Instruction control registers

There are several instruction control registers that enable the processor to keep track of the state of the running program. These registers are rarely used directly by the machine language program, but they are essential for keeping track of the execution of the program, and some instructions use them directly.

  • pc

    The pc (program counter) register contains the address of the next instruction to be executed (not the address of the instruction currently being executed). The name is illogical, but "program counter" is the traditional name so we will stick with standard terminology.

  • ir – instruction register
  • adr – address register
  • status register
    Index Flag meaning
    0 U/S 0: user state. 1: system state
    1 E 1: interrupts enabled
         

Interrupt control registers

  • req and mask

    The Interrupt request and mask registers contain the same bits. When an interrupt is requested, the corresponding bit is set in the req register. When the next instruction is executed, the interrupt occurs if the corresponding mask bit is 1.

    Index Flag meaning
    0 timer timer interrupt request
    1 seg fault segmentation fault
    2 sovfl stack overflow
    3 sufl stack underflow
    4 utrap user trap
    5 tc ovfl integer overflow
    6 bin ovfl natural overflow
    7 zdiv divide by 0
  • rstat

    When an interrupt occurs, the value of the status register is copied into rstat.

  • rpc

    When an interrupt occurs, the value of pc is copied into rpc. This is necessary to enable the operating system to resume the interrupted program.

  • vect

    The interrupt vector register contains the address of an array of addresses of interrupt handlers.

Memory management registers

(Will be implemented in future version)

Instruction representation

Instructions are represented in the memory of the computer using words, just like all other kinds of data. From the programmer's perspective, an instruction is like a simple statement in a programming language. From the circuit designer's perspective, instructions must be executed using logic gates, and the specific way it is represented as a word of bits is important.

An instruction specifies several pieces of information. For example, add R1,R2,R3 is an instruction that says four things: it's an addition, the operands come from R2 and R3, and the result goes into R1. Therefore to represent instructions we need to organize a word as a collection of several fields, with each field giving one specific piece of information about the instruction.

The particular scheme for describing an instruction as a collection of fields is called an instruction format. Like most computers, Sigma16 has a small number of instruction formats and a larger number of instructions. The key to understanding the interface between machine language and digital circuit design is to master the instruction formats.

The core architecture (the simplest part of the system) uses just two instruction formats: the RRR format for instructions that perform calculations in the registers, and the RX format for instructions that refer to a memory location.

The advanced parts of the architecture provide additional instructions which are represented with the EXP format. The name EXP stands simultaneously for expansion (because it provides for many additional instructions) and experimental (because it allows for experimentation with the design and implementation of new instructions).

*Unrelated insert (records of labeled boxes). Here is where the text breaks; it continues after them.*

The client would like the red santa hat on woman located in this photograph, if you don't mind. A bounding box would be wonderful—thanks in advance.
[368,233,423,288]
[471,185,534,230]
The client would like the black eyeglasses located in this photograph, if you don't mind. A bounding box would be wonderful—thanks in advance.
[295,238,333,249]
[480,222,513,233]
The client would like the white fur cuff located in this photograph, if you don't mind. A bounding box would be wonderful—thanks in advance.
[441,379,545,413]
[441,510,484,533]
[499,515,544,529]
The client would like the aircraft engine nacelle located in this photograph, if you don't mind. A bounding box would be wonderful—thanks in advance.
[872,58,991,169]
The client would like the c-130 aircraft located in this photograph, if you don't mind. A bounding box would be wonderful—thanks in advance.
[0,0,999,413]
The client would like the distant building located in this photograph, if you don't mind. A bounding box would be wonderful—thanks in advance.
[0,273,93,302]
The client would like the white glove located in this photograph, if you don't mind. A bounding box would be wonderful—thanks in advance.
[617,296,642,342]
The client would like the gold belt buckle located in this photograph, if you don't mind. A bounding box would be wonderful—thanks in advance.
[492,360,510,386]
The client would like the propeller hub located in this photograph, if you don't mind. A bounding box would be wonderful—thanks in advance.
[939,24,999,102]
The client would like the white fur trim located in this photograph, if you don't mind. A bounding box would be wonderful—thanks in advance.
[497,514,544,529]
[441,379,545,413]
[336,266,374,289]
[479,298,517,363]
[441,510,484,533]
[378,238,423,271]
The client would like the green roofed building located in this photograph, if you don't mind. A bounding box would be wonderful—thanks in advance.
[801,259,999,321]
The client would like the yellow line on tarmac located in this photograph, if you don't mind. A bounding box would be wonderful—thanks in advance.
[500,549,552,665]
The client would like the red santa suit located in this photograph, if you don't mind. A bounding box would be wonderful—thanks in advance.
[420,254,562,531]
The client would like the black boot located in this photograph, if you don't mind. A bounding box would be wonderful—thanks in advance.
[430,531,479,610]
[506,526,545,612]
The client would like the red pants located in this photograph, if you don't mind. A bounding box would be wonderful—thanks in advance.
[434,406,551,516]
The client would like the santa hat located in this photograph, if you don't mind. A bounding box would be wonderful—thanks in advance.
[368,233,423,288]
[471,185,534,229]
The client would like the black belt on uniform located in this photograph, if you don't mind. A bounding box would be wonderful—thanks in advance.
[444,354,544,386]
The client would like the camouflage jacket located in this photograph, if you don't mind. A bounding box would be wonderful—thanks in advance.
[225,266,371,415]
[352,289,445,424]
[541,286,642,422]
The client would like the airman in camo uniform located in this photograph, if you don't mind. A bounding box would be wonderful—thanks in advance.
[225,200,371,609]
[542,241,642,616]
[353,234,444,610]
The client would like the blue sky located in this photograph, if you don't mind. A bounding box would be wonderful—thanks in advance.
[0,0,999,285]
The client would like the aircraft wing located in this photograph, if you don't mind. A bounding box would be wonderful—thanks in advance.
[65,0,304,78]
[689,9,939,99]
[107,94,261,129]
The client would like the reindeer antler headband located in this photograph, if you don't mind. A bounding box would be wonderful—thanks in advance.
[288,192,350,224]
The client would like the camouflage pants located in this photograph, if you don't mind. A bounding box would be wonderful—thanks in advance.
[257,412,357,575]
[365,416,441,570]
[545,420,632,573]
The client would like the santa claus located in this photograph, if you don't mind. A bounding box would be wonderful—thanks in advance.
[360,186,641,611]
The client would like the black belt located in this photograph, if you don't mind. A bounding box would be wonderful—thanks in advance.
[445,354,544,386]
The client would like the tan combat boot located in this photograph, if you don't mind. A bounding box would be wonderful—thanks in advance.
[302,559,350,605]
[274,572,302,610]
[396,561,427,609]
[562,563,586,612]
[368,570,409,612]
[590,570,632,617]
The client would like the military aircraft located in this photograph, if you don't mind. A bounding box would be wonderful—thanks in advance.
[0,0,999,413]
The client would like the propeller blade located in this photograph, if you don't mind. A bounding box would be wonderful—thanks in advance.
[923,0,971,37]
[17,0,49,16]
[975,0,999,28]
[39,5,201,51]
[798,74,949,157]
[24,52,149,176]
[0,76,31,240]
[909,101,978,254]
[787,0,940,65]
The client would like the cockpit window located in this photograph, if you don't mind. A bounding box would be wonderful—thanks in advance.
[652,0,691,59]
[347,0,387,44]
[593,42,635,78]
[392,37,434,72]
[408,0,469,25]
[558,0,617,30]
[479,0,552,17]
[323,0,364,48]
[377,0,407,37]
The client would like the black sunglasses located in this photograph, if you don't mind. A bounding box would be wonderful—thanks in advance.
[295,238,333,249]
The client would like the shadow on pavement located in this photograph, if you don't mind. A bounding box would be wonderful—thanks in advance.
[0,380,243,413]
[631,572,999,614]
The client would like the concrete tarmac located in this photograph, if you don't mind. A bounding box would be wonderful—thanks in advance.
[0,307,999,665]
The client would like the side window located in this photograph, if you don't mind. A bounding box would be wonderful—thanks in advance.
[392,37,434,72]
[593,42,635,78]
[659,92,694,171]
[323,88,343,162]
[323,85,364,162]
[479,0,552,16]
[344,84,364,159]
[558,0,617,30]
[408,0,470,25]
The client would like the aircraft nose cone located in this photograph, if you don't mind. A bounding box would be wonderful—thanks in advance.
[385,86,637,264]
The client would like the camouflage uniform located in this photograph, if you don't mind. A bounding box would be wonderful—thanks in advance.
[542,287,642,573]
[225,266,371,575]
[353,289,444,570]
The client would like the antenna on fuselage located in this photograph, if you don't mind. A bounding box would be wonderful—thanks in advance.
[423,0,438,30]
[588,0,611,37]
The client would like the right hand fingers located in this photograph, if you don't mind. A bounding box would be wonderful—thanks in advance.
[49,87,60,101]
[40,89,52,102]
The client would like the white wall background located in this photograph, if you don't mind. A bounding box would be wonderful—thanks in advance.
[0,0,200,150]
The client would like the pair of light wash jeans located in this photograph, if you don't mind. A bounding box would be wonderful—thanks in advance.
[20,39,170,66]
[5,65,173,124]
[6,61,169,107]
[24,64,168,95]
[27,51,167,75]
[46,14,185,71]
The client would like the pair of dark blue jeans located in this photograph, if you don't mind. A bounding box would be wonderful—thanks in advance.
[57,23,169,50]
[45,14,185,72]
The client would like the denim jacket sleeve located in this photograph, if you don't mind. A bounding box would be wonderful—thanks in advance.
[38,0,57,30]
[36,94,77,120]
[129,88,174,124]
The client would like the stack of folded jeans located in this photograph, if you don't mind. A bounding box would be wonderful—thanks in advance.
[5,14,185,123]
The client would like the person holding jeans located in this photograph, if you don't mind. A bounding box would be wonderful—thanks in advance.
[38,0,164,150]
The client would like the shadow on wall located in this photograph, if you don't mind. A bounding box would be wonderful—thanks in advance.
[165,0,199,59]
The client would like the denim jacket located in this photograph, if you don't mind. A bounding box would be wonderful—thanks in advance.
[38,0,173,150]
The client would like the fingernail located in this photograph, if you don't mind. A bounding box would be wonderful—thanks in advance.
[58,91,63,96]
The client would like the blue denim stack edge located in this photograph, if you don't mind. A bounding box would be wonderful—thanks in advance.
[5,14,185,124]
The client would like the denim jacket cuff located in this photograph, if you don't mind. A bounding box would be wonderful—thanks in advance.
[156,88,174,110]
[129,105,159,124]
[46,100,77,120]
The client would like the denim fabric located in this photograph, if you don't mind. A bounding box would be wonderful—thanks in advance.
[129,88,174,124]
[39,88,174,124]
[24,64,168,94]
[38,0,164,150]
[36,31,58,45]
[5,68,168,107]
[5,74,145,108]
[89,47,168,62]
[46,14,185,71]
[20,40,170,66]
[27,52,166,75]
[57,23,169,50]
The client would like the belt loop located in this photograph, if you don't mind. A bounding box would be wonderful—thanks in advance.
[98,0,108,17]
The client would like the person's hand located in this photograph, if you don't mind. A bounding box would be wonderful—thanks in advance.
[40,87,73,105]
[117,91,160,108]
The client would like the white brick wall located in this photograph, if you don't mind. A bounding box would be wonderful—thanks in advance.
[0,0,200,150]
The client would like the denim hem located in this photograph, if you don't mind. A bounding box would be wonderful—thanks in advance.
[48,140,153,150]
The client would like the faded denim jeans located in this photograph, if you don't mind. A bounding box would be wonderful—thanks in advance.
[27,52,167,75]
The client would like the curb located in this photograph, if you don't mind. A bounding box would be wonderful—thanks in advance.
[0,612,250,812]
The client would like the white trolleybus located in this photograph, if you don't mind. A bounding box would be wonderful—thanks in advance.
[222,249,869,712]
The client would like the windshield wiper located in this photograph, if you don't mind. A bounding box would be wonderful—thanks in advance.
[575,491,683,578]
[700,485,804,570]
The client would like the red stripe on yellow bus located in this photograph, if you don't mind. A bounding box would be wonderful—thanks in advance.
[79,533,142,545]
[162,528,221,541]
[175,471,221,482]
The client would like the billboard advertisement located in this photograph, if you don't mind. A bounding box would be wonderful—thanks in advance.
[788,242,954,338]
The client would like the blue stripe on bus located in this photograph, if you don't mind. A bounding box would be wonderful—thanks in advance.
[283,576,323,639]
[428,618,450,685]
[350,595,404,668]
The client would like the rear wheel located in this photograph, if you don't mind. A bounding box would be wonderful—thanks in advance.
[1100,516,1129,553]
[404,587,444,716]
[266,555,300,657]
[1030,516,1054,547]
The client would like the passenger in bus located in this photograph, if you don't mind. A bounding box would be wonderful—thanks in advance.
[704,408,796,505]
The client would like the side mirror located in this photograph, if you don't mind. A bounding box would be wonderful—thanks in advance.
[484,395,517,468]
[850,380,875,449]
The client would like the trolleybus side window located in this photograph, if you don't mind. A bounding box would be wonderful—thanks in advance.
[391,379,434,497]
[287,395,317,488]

Every instruction has a 4-bit field called the opcode (op for short). This gives 16 values of the opcode: 14 of them (0 through 13) denote the 14 RRR instructions, described later. If the op field is 14 (hex e) the instruction is EXP format and has a secondary opcode in the a and b fields. If the op field contains 15 (hex f) the instruction is RX format with a secondary opcode in the b field. The instruction formats are described below.

The first word of every instruction contains the following fields.

  • op (bits 0-3) opcode, determines instruction format
  • d (bits 4-7) 4-bit destination
  • a (bits 8-11) 4-bit operand
  • b (bits 12-15) 4-bit operand, or expanded opcode for RX

The details of each format and its fields are given below, and The following table gives an overview.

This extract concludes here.